Conceptualism in Latin America emerged in the mid-1960s with its own specific characteristics, led by a group of pioneering artists who boldly challenged the prevailing avant-garde canons dictated by interwar Europe. Among the most significant figures were Claudio Perna in Venezuela and Antonio Caro in Colombia, who proposed a conception of territory informed by social, national and ecological perspectives that foreshadowed an art of the Global South.
Claudio Perna Fermín (Italy, 1938 – Holguín, Cuba, 1997) was born to an Italian father and an Afro-Venezuelan mother. He moved to Venezuela in his late-teens, taking with him only a camera and the certainty that he would find his identity in this Land of Grace. He acquired citizenship when he turned eighteen Antonio Caro (Bogotá, Colombia, 1950-2021) grew up marked by a visual impairment that ran counter to his artistic vocation, and by a stutter that obstructed fluent expression, thus explaining his preference for non-conventional languages. Although Caro was twelve years younger than Claudio, they coincided in their concerns for a new kind of art in terms of motivations and methods. They rejected scholastic artistic education and, despite enrolling in formal art studies, they soon abandoned them on discovering that they fell short of their goals, choosing instead to explore experiential learning and creative ferment. Between 1964 and 1967, Perna was influenced by the artist Alejandro Otero and found in photography a vehicle to carry out his first conceptual experiments: Directed Photos and Photos as Concept.
In his book Didáctica de la liberación: arte conceptualista latinoamericano, the Uruguayan artist and critic Luis Camnitzer claimed these works were the beginning of conceptualism in Latin American; he also called Antonio Caro a “communication guerrilla.” Perna dropped out of university and travelled to the USA to study English. There he visited museums, mentored by the Cuban lawyer and art critic José Gómez Sicre.

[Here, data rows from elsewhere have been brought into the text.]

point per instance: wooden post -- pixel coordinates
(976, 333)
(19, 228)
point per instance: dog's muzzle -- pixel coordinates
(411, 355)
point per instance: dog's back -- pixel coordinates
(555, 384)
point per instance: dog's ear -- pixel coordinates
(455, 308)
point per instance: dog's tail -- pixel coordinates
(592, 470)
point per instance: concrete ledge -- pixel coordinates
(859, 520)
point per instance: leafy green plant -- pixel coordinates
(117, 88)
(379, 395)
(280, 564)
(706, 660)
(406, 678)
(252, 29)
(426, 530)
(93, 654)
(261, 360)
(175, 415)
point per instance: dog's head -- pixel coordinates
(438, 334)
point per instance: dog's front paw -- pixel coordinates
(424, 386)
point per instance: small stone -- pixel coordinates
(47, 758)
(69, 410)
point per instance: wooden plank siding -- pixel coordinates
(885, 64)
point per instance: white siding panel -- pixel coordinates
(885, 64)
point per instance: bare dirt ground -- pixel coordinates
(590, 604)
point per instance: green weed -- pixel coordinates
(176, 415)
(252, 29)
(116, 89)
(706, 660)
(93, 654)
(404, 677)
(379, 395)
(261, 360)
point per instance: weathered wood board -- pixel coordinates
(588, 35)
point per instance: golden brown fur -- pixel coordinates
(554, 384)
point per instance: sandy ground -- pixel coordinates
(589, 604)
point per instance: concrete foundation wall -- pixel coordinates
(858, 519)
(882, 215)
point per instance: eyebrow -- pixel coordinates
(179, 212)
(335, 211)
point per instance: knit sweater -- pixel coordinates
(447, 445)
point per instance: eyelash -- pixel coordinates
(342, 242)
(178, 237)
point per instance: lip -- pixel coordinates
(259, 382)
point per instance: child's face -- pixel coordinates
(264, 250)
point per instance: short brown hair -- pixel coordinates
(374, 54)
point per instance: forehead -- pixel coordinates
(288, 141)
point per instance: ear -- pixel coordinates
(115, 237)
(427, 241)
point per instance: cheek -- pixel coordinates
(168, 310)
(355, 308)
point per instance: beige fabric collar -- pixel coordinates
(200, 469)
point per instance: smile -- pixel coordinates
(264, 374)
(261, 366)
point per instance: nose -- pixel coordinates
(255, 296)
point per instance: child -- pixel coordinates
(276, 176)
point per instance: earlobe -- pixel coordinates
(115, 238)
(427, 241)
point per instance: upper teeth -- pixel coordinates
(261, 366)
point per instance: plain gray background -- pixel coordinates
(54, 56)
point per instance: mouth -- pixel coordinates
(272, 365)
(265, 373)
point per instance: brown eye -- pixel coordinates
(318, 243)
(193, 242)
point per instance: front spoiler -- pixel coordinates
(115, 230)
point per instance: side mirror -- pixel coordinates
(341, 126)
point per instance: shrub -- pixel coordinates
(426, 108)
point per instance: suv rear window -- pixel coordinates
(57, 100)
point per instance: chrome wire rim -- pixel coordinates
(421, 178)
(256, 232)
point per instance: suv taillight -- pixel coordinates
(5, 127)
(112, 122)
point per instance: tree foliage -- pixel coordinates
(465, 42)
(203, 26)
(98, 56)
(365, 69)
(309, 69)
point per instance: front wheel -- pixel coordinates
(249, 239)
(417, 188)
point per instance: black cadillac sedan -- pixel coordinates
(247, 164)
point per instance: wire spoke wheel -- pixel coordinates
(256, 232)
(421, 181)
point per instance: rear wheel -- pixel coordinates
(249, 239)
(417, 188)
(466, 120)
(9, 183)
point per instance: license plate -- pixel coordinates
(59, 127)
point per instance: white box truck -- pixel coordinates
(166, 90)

At the same time, Caro travelled to several Latin American countries and worked in an advertising company, where he learned graphic and propaganda techniques.Influenced by the work of the Colombian artist Bernardo Salcedo (1939), Caro became his disciple and transitioned to artistic creation. Thanks to Salcedo, he came to realize that art was more than painting. Perna returned to the Universidad Central de Venezuela, where he graduated as a geographer. He went on to teach there, integrating geography into art as a unified whole, equating Art=Life=Science. Antonio Caro first made his name on the Colombian art scene in 1970, at the 21st National Salon, when he exhibited a bust of President Lleras Restrepo made of salt inside a glass container, which the public had to dissolve with water. Instead, the liquid spilled onto the floor, causing confusion among the public. The press covered the incident, labelling the artist as an enfant terrible. Claudio Perna, in turn, applied to take part in an official salon in 1966, submitting two minimalist Arte Povera works. When they were rejected, he decided never to submit work to salons again, convinced that critics were unable to understand new art.

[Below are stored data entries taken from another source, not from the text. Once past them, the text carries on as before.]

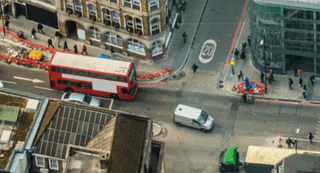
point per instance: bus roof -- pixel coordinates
(230, 155)
(90, 63)
(270, 156)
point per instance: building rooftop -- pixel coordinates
(9, 113)
(311, 4)
(68, 124)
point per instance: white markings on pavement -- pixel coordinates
(44, 88)
(27, 79)
(207, 51)
(4, 81)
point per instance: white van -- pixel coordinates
(193, 117)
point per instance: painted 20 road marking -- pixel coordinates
(207, 51)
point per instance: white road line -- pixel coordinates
(111, 103)
(4, 81)
(44, 88)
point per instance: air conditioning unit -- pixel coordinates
(44, 170)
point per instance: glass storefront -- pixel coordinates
(287, 33)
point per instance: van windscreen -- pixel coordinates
(203, 117)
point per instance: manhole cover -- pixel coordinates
(156, 129)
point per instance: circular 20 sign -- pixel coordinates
(207, 51)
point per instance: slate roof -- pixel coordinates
(69, 125)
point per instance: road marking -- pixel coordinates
(207, 51)
(27, 79)
(4, 81)
(44, 88)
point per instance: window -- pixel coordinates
(67, 71)
(137, 23)
(156, 48)
(80, 73)
(53, 164)
(113, 39)
(136, 4)
(55, 69)
(92, 10)
(155, 26)
(136, 46)
(115, 17)
(122, 79)
(110, 77)
(40, 162)
(106, 14)
(97, 75)
(94, 34)
(153, 5)
(66, 82)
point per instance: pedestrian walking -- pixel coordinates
(236, 53)
(185, 36)
(56, 35)
(290, 83)
(194, 68)
(271, 78)
(75, 49)
(310, 137)
(65, 45)
(299, 71)
(243, 56)
(50, 43)
(84, 49)
(262, 77)
(300, 81)
(112, 52)
(240, 76)
(40, 27)
(290, 142)
(33, 33)
(304, 92)
(6, 24)
(312, 79)
(58, 41)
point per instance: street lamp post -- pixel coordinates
(265, 61)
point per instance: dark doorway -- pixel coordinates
(42, 16)
(306, 63)
(20, 9)
(72, 30)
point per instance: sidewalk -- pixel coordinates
(176, 53)
(278, 89)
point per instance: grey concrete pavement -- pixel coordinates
(278, 89)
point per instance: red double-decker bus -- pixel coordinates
(93, 76)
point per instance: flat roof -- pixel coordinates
(90, 63)
(9, 113)
(311, 4)
(270, 156)
(69, 125)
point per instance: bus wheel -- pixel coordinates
(114, 96)
(68, 90)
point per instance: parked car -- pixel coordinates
(81, 99)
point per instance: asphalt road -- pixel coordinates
(188, 150)
(219, 23)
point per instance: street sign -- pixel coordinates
(207, 51)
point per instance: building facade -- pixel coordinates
(290, 33)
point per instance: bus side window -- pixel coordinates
(122, 79)
(55, 69)
(125, 91)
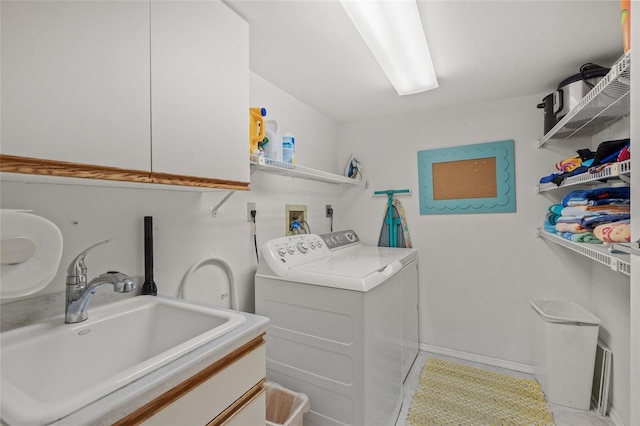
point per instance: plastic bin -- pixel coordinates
(285, 407)
(566, 336)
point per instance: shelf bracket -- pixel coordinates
(214, 212)
(630, 248)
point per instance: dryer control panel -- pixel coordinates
(340, 239)
(286, 252)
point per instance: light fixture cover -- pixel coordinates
(393, 31)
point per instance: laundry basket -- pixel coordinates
(285, 407)
(566, 336)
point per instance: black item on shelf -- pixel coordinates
(608, 151)
(569, 93)
(149, 286)
(551, 105)
(572, 89)
(586, 154)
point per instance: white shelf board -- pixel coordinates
(597, 252)
(293, 170)
(615, 170)
(606, 103)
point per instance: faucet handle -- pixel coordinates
(77, 271)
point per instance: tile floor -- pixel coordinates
(562, 416)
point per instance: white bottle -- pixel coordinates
(288, 148)
(273, 149)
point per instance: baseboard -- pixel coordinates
(614, 417)
(495, 362)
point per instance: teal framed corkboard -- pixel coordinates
(478, 178)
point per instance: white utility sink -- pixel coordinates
(51, 369)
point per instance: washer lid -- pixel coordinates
(344, 266)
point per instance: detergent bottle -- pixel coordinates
(288, 149)
(256, 128)
(272, 143)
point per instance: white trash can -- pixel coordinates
(284, 406)
(565, 340)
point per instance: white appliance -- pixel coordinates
(344, 324)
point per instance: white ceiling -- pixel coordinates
(482, 51)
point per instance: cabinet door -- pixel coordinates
(75, 81)
(200, 90)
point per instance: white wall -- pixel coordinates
(478, 271)
(185, 231)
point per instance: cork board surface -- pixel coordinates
(454, 180)
(468, 179)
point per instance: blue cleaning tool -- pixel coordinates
(391, 222)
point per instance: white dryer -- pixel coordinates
(344, 324)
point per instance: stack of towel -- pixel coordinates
(592, 216)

Three years after presenting Sal, Caro was also rejected by the National Salon. In response, he invited the press to document his performance Defienda su talento (Defend your talent), which consisted in slapping the critic who had rejected his work. Caro and Perna embraced popular screen printing, producing T-shirts following Perna’s ideas of Art to Wear and Domestic Art, creating works from found materials. They borrowed methods from advertising. Claudio enlisted cinema billboard painters to produce his Instruction Paintings. Caro reproduced his ideas on billboards and posters with kraft paper, deploying witty, homographic slogans such as Todo está muy Caro, a sarcastic play on his own surname. Perna likewise transformed his first and last name into conceptual tools, creating works such as Vida E’Perna, Claudillismos, and his story La lámpara de Claudino. He used these strategies to forge a conceptual identity, producing a Pernian lexicon with over 300 registered concepts.